My view is that signs are not all equations. they are things that the mind takes in subjectively and individually an cannot be expressed or duplicated exactly as taken. they can only be expressed, and expressed subjectively. Or in other words, subjectively as in art mando
On Mar 15, 2010, at 10:18 AM, Frances Kelly wrote:
Frances to Cheerskep and listers... The term "sign" should be held to stand for an "objective relative" object that representatively stands for or signs some other object in some signing way as related to a signer for some signed purpose. The signers can be of matter or life, because even matter is held to be quasi effete mind that feels in its attempt to merely exist. For those who wish a good deep definition of sign at its broadest, sources in the philosophy of angloamerican realist pragmatism with its categorics and semiotics is highly recommended. Now, to correct any misunderstanding some readers here may have about signs and especially of signs as lingual symbols that may be used in the brain and its mind, the stuff of the psyche like thoughts are signs, and are not made of some further neural system aside from signs, nor are signs used merely to stand for or symbolize those supposed distant mental constructs, because no deeper system or method of thoughts exist, but rather the thoughts are the signs and if the thoughts are discursive then the signs are furthermore lingual symbols. In other words, signers make thoughts with signs made of cerebral matter, and cannot make them with anything else other than such signs. This is an objective logical approach to signs generally and to include symbolic signs and as the psyches. This approach avoids any general kind of subjective psychologism or rationalism in its account of signs, so that signs are not merely the products of mental visions or notions or nominations.

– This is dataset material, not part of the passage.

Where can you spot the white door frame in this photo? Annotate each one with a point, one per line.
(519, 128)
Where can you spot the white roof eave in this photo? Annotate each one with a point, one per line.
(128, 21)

The signs of the world are phenomenal facts that exist external to life and sense and mind, but are only "realized" to exist for all phanerisms of matter and life when the signs are found related to a signer in an act of semiosis or a sign situation. The signer is thus brought into a relation with the objective stuff of the sign, and not with their own subjective feelings or thinkings or knowings of the sign, because it is after all the sign that is felt or thought or known. Cheerskep partly wrote in effect... You have not defined what you have in mind with any of the key terms you use, such as signs, icons, indexes, symbols, and representamen. The result is that your disquisitions seem incomprehensible to me. For example, when you state that a symbol is a sign, but that "signs are not used by the signer to stand for or symbolize those distant constructs" can only result in bafflement.